Мне снится странный, омерзительный сон, от которого горько на языке. Я снова в том месте, иду, впереди еще один дом. Я вижу его не таким, каким он был в реальности, а изменившимся. Кривым. Мой друг Редж идет следом за мной, остальные тоже, я их не вижу, но чувствую, слышу шорох их курток…
«Давайте вернемся. Не будем это делать».
Но сон продолжается, меня никто не слышит, лает собака. Я вижу ее зубы и черные десны и сочащуюся слюну, когда она рычит.

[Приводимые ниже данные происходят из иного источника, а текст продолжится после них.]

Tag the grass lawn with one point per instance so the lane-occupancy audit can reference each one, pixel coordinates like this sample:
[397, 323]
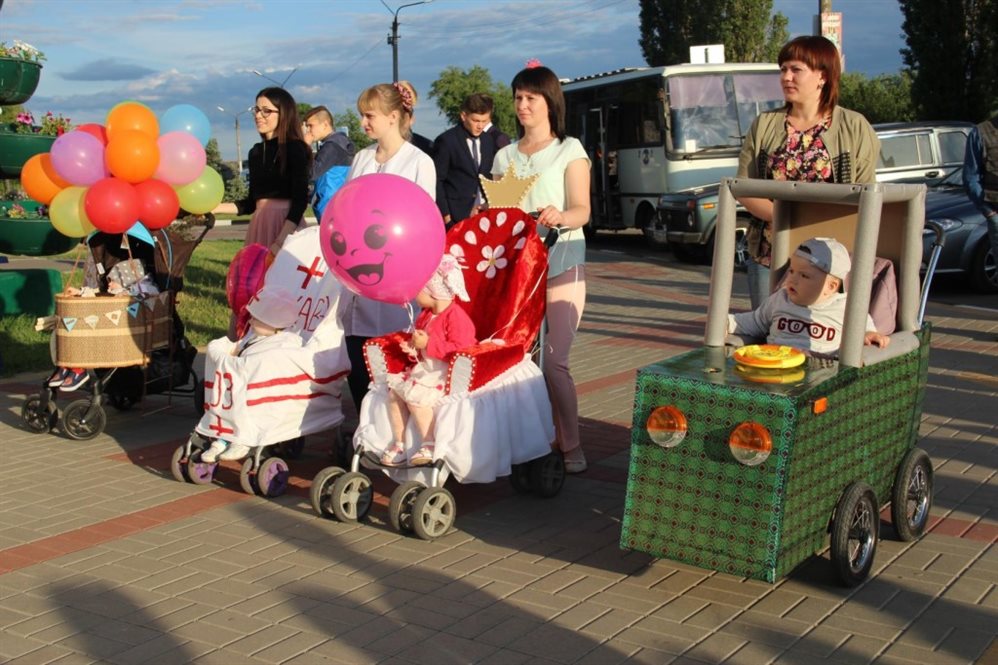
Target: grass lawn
[202, 306]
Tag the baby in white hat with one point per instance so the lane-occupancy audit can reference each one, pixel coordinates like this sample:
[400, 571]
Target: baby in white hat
[808, 312]
[271, 310]
[442, 328]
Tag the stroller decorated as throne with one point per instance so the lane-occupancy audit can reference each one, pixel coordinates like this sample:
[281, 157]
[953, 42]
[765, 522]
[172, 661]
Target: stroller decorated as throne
[495, 417]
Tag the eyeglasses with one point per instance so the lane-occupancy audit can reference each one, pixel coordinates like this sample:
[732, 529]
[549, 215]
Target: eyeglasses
[266, 113]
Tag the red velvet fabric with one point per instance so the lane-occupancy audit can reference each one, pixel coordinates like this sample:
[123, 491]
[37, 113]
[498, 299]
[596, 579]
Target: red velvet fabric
[509, 305]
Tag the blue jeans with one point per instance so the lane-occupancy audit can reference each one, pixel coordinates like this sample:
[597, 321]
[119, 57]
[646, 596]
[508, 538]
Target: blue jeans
[758, 281]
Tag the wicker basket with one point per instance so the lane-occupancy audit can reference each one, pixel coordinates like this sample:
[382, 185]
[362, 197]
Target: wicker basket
[104, 332]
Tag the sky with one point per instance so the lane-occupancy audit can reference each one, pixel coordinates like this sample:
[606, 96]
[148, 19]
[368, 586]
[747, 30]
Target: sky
[204, 52]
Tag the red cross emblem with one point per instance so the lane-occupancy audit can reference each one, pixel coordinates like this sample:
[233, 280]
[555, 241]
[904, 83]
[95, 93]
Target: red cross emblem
[219, 429]
[310, 272]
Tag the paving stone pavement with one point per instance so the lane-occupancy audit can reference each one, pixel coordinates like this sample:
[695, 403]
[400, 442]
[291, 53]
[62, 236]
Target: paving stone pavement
[105, 558]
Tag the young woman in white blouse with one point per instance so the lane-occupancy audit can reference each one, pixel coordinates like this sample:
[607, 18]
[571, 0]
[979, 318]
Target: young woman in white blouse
[561, 195]
[386, 116]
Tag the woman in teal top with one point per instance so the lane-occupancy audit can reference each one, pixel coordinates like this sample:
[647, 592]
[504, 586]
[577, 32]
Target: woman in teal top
[561, 195]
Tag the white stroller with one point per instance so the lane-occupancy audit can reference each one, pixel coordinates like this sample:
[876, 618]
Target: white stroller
[270, 401]
[496, 419]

Кровь и мех, тонкий детский крик. Мой друг остывает у меня на руках.
* * *
Окно в спальне — серый непрозрачный квадрат, и я думаю о букве Т — тумане.
Три голоса.
Мне нужна вода. Я думаю, что если приду на кухню, то увижу себя рядом с ГС и Биллом, мы сидим, курим и играем в карты, и голос, который я слышу, — мой собственный, а тот я, который думает об этом, он не участвует в разговоре. Он невидимый. Мертвый. Умер во сне.
Но спустившись на кухню, я вижу не себя. Это огромный мужик с серебристыми волосами.
— Ты вовремя, — говорит Артур.
— Чертовски вовремя, — говорит Билл.
Огромный мужик с серебристыми волосами не говорит ничего, только смотрит на меня и улыбается.
VIII. Интервью: 1973
33. Хелен
— Я справлюсь. Как бы там ни было. Если они погибли, я справлюсь с этим. Это лучше, чем неведение. Вы бы нам сказали, правда? Если бы что-то выяснили, вы бы сказали нам?
— Мы знаем, как вам тяжело, миссис Блэк.
Лучше бы они это не говорили. Откуда им знать? Мысль, что она больше никогда не увидит Артура, была странной и непостижимой — как книга с пустыми страницами, запасной путь поезда, лестница в том месте в темноте, где ты думала, она есть, но ее нет. 2 января. Утро вторника. Одиннадцать сорок пять.
Четыре дня, как они пропали. Когда Хелен видит в окне гостиной «Деву», у нее возникает странное ощущение, будто она наблюдает за несущейся машиной, за рулем которой никого нет.
— Вы можете предположить, миссис Блэк, что случилось с вашим мужем?